I have been thinking lately about where my charismatic experience fits in my Christian walk.
Overall, I don't have negative feelings about what we experienced in the charismatic church. Probably my biggest complaint would be the elitism that permeates most charismatics, the division between the haves and the have nots.
When we left that church, I had no intention of denying or limiting the role of the Holy Spirit in my life. I knew that because the spiritual gifts are a part of my life, they would be with me wherever I went. Spiritual gifts can be manifested in ways that don't require a charismatic setting.
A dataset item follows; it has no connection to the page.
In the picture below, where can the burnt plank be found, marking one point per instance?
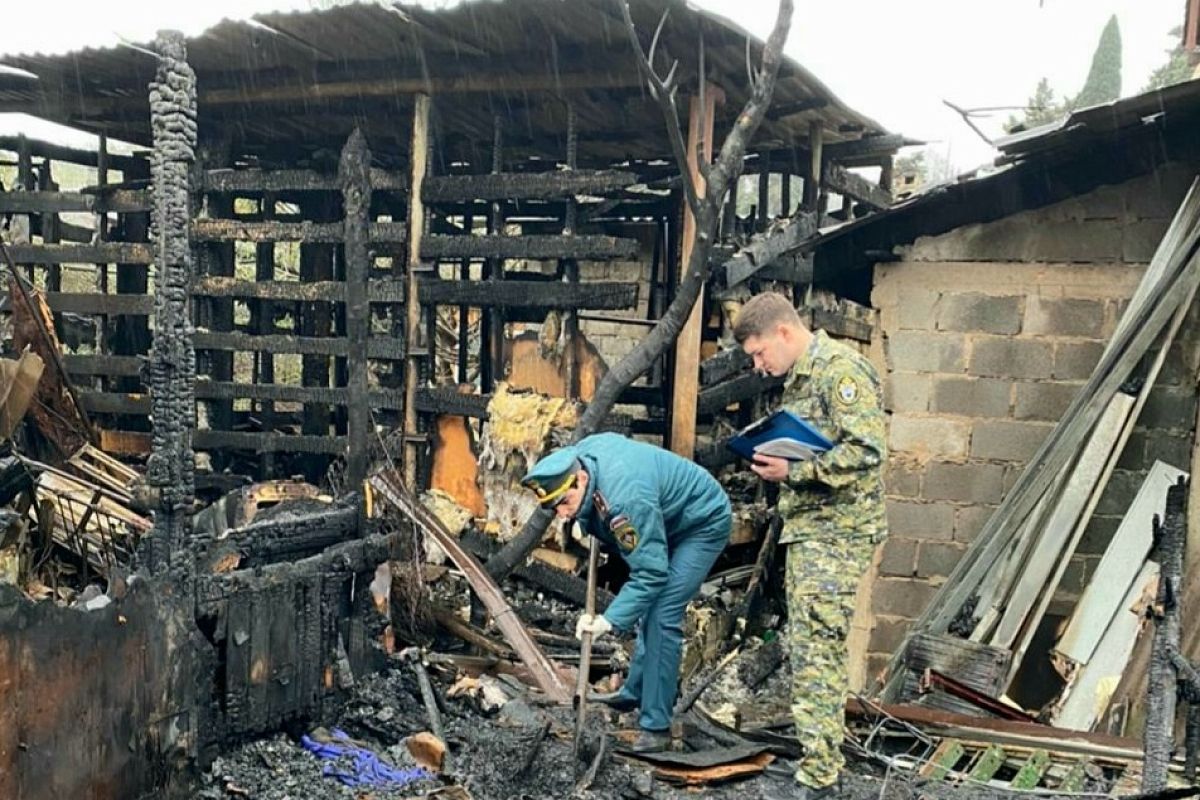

I became annoyed with the charismatics around me who insinuated that the community church we were attending was a step backwards from where we had been. I cringed at this attitude that doesn't recognize the value of other churches in the body of Christ.
It had been over two years since I had been in a charismatic corporate worship service when I attended the conference a couple of weeks ago. I was curious about what my reaction to it would be.
It was pleasant. I have always loved being in an atmosphere where worship is spontaneous and free. I love an environment where the gifts of the Spirit are welcome. I am happy in a corporate gathering where the air is heavy with the presence of the Spirit of God.
However, this led to a dilemma for me. I realized that I am unfulfilled attending the local community church. I thought that I could have a supernatural walk with God on a personal level, and that I could simply be a prophetic/charismatic person who attends an evangelical church.
This should work. There shouldn't have to be lines between charismatics and other churches. I don't know why this isn't working for me. There are so many things this church is doing well, so much fruit.
I am hesitant to say, "I want something more." Yet, I can't ignore the yearning inside of me for something different.
Either way will be a season of waiting. There isn't anything in our area yet that expresses what is in my heart.